Le refuge, soutenu par le Fonds des Nations unies pour la population (Fnuap), est sécurisé par des caméras et ses pensionnaires ont accès à des boîtiers d'alerte pour les protéger de leurs propres communautés.

Patrick Ngigi concède avoir "beaucoup d'ennemis" : il a été visé par des sorts, comme l'ont été des filles ayant refusé d'être excisées. Mais pour lui, la solution passe par le dialogue et l'arrêt de la corruption.

"Quand un policier arrive et surprend (quelqu'un pratiquant ces mutilations), il suffit de lui donner quelque chose pour pouvoir continuer", déplore-t-il.

Une accusation rejetée par Raphael Maroa, un policier local, qui reconnaît toutefois que la lutte contre l'excision est ardue, beaucoup de filles étant désormais emmenées discrètement en Tanzanie voisine pour y être mutilées.

Il pointe le manque d’éducation de la communauté — environ la moitié des habitants de Narok est analphabète, selon des chiffres de 2022 — avant d'admettre lui-même auprès de l’AFP que ses deux filles ont été excisées afin d’éviter "un conflit avec (ses) parents".
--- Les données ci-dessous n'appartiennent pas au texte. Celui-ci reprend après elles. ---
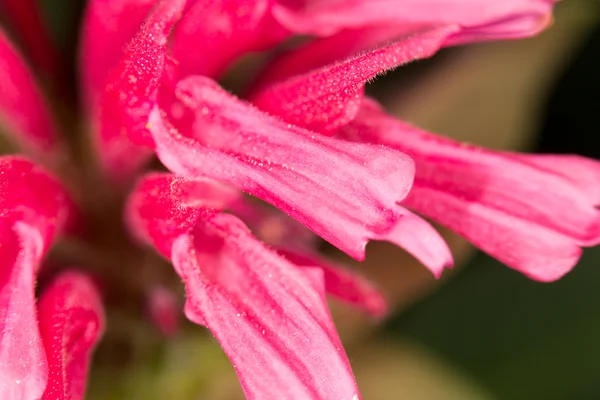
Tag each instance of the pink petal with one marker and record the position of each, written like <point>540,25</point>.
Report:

- Pratique "monstrueuse" -

Les Massaï comptent toujours parmi les communautés kényanes les plus pauvres. Des décennies durant, ils ont perdu leurs terres, accaparées par les colons puis le tourisme, et certains restent méfiants à l'égard des étrangers qui tentent de changer leur mode de vie.

Si les taux d'excision ont officiellement baissé dans le comté de Narok, de nombreux cas ne sont pas recensés, estime Rhoda Orido, infirmière-cheffe à l'hôpital du comté.
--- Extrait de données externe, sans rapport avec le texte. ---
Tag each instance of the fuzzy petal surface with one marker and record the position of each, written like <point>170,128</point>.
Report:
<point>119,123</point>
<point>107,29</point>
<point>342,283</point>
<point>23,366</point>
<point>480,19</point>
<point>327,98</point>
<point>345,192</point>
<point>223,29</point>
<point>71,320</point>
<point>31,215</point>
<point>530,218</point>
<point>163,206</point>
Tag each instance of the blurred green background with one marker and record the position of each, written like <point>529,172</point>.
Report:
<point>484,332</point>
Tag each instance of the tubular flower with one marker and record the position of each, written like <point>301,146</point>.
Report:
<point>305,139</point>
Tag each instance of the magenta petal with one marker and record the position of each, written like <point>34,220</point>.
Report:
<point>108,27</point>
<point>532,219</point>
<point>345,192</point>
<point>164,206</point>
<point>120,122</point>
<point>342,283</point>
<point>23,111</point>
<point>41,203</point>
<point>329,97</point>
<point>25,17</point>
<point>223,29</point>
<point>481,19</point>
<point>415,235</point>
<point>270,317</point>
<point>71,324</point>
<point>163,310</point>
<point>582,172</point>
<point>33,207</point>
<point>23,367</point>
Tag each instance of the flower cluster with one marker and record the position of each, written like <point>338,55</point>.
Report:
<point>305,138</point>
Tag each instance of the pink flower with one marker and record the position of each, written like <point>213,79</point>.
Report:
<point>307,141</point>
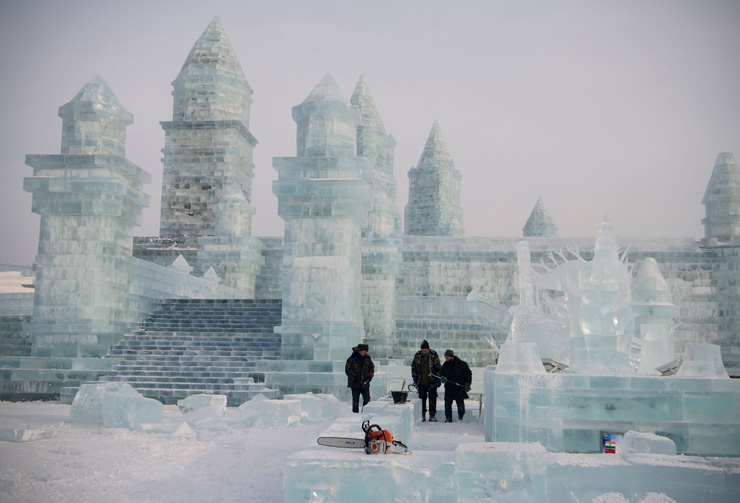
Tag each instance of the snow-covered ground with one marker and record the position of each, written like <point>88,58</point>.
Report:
<point>91,463</point>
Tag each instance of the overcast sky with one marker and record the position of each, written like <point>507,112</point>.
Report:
<point>614,107</point>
L’infirmière Loise Nashipa, 32 ans, du centre de santé d’Entasekera, décrit les MGF comme "monstrueuses" : "Il y a des saignements, de la douleur et des infections", dénonce-t-elle, la plupart des mutilations étant encore, selon elle, pratiquées par des femmes âgées utilisant des lames non désinfectées.
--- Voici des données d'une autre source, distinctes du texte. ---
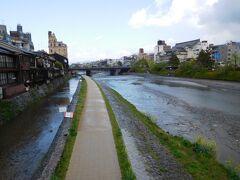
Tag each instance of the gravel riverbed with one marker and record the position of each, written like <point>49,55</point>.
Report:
<point>149,159</point>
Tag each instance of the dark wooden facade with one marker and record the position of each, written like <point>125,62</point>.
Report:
<point>20,69</point>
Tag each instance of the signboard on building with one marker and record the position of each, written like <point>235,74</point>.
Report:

Les victimes souffrent ensuite souvent de fistules et de complications à l'accouchement.

Au refuge, les filles fêtent la remise de diplôme de psychologie de Cecilia Nairuko, 24 ans, une résidente qui a fui l'excision et un mariage forcé à 15 ans.

Son parcours ravit Patrick Ngigi, qui souligne toutefois que son travail n’est jamais terminé. Lors du rassemblement au village, des femmes l’ont dit-il discrètement abordé pour le supplier de prendre six filles qu’elles estimaient menacées.

Cecilia Nairuko rayonne en dansant dans sa toge de diplômée. Mais à l’instar de nombreuses autres résidentes, son visage s'assombrit lorsqu'elle parle de sa famille: son père et trois de ses quatre frères ne lui ont jamais pardonné de ne pas avoir été excisée.